9. Click on the Heatmap tab.
10. This will show the gene present and absence for both genome groups.
11. You can move the order of the genomes in the table by clicking on the
genome header with the genome you’re interested in, and then drag it to the
area of the heatmap you would like to see it. Be careful not to release the
click until you have moved the column, or it will generate the download popup box.
Before
A er
12. Refer to the table at the beginning of this document and move the genomes in
order of their size from smallest to largest. Sometimes this can reveal some
interesting patterns.
Assignment: Answer the following questions using
the PATRIC website.
1. Return to the Compare Pathway tool and select all the genome groups you
created for this exercise (free-living, pathogenic, symbionts with reduced
genomes, symbionts with extremely reduced genomes). Enter Glycolysis into
the Keyword text box and click select.
a. Arrange the genomes in order of their size. What patterns do you see?
b. What is happening with the extremely reduced genomes? If all
organisms are supposed to be able to perform glycolysis, what do you
think is happening with these bacteria.
2. Advanced question: You will need to create two new genome groups, one
with all the complete genomes found in Brucella, and another from all the
complete genomes found in Bartonella (Hint: You may have to look at the
previous classes, like the one that looked at antibiotic resistance, to remind
yourself how to do that). These two bacteria are related to each other, but
each cause different types of disease and have different lifestyles.
a. Using the Comparative Pathway tool, look at the Citrate Cycle for both
of these groups. What are the genes that all the genomes share? Are
there specific patterns of presence or absence that you see are specific
to each of these genera? Locate those genes that are unique on the
KEGG map so that you can see the strategy of each genus.

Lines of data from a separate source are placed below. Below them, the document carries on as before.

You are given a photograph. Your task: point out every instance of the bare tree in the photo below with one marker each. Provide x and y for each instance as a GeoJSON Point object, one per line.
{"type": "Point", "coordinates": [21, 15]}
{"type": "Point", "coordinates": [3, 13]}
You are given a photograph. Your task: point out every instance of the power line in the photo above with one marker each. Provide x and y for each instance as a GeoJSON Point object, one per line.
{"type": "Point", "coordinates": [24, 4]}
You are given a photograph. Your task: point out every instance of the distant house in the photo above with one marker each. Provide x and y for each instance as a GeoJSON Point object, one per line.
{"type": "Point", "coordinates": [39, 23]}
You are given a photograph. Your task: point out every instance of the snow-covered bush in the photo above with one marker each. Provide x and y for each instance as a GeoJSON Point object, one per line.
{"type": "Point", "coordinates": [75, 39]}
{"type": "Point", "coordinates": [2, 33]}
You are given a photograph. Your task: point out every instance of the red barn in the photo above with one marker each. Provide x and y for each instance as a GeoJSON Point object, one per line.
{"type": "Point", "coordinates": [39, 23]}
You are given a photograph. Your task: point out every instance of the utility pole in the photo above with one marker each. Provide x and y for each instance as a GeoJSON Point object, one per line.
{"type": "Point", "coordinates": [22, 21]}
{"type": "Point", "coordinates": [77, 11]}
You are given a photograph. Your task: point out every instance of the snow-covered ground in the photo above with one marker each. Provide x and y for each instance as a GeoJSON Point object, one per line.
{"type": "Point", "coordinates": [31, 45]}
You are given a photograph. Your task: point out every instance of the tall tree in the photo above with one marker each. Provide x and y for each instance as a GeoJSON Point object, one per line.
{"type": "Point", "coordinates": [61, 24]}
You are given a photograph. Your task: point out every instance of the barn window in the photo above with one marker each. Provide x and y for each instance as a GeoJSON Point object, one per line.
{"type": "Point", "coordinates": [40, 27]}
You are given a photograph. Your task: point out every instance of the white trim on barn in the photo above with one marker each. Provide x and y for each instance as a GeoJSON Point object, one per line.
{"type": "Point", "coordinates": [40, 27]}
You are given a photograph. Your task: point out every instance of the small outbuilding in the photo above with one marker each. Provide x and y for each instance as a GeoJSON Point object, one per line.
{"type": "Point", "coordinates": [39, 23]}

b. Generate a multiple sequence alignment for the all the genes that have
an EC number of 1.1.1.42 across those two groups. Examine the gene
tree. How are the genes clustering together? Do you see any distinct
changes in the alignment that are specific to a certain genus?
3. Compare the pathogenic group that you created earlier with the Brucella and
Bartonella genome groups. If you were to look only at the Citrate Cycle,
whom do the Rickettsia more closely resemble?
References
1.
McCutcheon, J.P. and N.A. Moran, Extreme genome reduction in symbiotic
bacteria. Nat Rev Microbiol, 2012. 10(1): p. 13-26.